STEM education is and will always be vital for the prosperity of the world. Arguably it is more important than ever before, young people of all backgrounds need to be prepared to tackle future global challenges, such as climate change – whether they are working directly in science or not.
Project working title: “Ahh so that’s Engineering …”
Encouraging students to study engineering and learn about sustainability.
Noorafsha is an inspiration for both the young and the young at heart to really get involved in STEM and specifically to be able to use robotics and STEM in an accessible way for the disadvantaged. Whilst an exciting future for herself, she has her eyes firmly set on being able to enable others to do the same. Not only a fantastic example for Women in Sustainability, STEM and Engineering, Noorafsha can help to really help others all over the world achieve the same.
So Noorafsha, tell us a bit about your backstory
Previous to starting my Engineering Product Design degree at LSBU, I was one of only five females on my A-Level Science and DT (Design & Technology) courses, upon coming to university, I was still a minority. My experiences working as a STEM ambassador for the past 2 years and now, highlight under-representation of certain groups who could become the scientists, engineers and technicians of the future.
It is an aspiration and hope my research and design work through my final year can help make STEM
education more equitable for current and future generations. Greater equity could help
young people have the skills and aspirations to fill the UK’s STEM skills gap and bring
the diversity of thought.
So Noorafsha, why Sustainable engineering and why are you passionate about this aspect of sustainability?

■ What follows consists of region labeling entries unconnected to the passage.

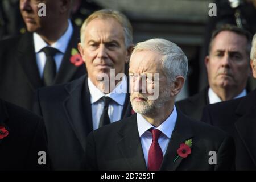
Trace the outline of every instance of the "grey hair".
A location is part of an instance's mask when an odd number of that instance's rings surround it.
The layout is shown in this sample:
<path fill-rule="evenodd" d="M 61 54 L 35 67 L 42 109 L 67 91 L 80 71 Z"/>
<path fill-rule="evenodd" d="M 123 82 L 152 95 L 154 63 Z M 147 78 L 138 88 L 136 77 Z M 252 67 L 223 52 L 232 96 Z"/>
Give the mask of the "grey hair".
<path fill-rule="evenodd" d="M 253 38 L 253 41 L 251 42 L 251 55 L 250 55 L 250 59 L 251 60 L 253 60 L 255 59 L 254 56 L 256 55 L 255 55 L 255 49 L 256 47 L 256 34 L 254 34 L 254 36 Z"/>
<path fill-rule="evenodd" d="M 80 30 L 80 38 L 82 45 L 84 44 L 85 38 L 84 34 L 89 23 L 96 18 L 106 19 L 110 18 L 114 18 L 117 20 L 123 27 L 125 47 L 128 48 L 131 46 L 133 44 L 133 27 L 129 20 L 121 12 L 109 9 L 102 9 L 95 11 L 89 16 L 84 21 Z"/>
<path fill-rule="evenodd" d="M 169 82 L 173 82 L 178 76 L 185 79 L 188 72 L 188 59 L 176 44 L 164 39 L 152 39 L 138 43 L 133 51 L 150 50 L 163 55 L 162 68 Z"/>

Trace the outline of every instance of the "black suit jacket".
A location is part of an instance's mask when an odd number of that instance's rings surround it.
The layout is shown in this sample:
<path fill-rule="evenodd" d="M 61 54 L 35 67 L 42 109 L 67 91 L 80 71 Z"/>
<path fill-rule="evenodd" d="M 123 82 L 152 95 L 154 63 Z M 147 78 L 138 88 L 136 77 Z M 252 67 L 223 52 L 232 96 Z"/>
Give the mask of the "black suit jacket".
<path fill-rule="evenodd" d="M 191 119 L 200 121 L 204 106 L 210 103 L 208 89 L 209 88 L 206 88 L 191 97 L 176 102 L 175 105 L 183 113 Z"/>
<path fill-rule="evenodd" d="M 76 67 L 70 62 L 71 49 L 77 48 L 79 31 L 73 32 L 53 84 L 69 82 L 86 72 L 85 66 Z M 36 61 L 33 34 L 0 42 L 0 98 L 32 110 L 37 88 L 43 86 Z"/>
<path fill-rule="evenodd" d="M 81 169 L 86 136 L 93 130 L 87 76 L 71 82 L 38 90 L 36 112 L 43 117 L 52 168 Z M 131 114 L 127 94 L 122 118 Z"/>
<path fill-rule="evenodd" d="M 89 170 L 146 170 L 138 131 L 136 114 L 90 133 L 87 138 L 84 165 Z M 192 139 L 191 154 L 179 158 L 180 144 Z M 221 130 L 190 120 L 177 112 L 160 170 L 225 170 L 232 167 L 233 141 Z M 210 165 L 209 152 L 217 152 L 217 165 Z"/>
<path fill-rule="evenodd" d="M 46 133 L 42 118 L 0 100 L 0 126 L 9 135 L 0 139 L 0 171 L 49 168 Z M 39 165 L 38 152 L 46 153 L 46 165 Z"/>
<path fill-rule="evenodd" d="M 207 106 L 202 121 L 233 135 L 236 169 L 256 170 L 256 90 L 240 98 Z"/>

When engineers are given the opportunity to develop sustainable solutions to global challenges, the results are outstanding.
The key is finding a balance between the three dimensions of sustainability: the economic, the social and the environmental.
Sustainable engineering as the process of using resources in a way that does not compromise the environment or deplete what is available for future generations. All engineering fields should incorporate sustainability into their practice in order to improve the quality of life for all
What’s next for you?
I am currently in the development stage of a fun and exciting STEM project around classroom teaching to enhance students’ learning of the subjects and improve the uptake of STEM careers.
The project idea is to provide students with a cross between digital learning and traditional building block robotics. The topic being ‘Smart Cities’, where the benefits of using a variety of robotic applications in different living contexts are demonstrable, and careers can be brought in to encourage young people to learn about different STEM areas including designing, engineering, programming, testing and development.
I aspire to work in the field of educational technology and create innovative solutions to enrich both in-classroom and remote teaching and learning experiences.
One piece of advice for a sustainable future
Sustainable design is no longer simply focused on reduce, recycle and re-use or repurpose. Today, sustainable design is about adding value, designing products that bring societal benefits and solving environmental challenges that are also viable for businesses to implement.
What would you recommend from RYVIAS for our audience?
Sustainability is important for a very simple, straightforward reason: we cannot maintain our quality of life as human beings, the diversity of life on Earth, or Earth’s ecosystems unless we embrace it.
The root of that change lies in understanding striving and learning about sustainability — in our homes, in our communities, and around the world.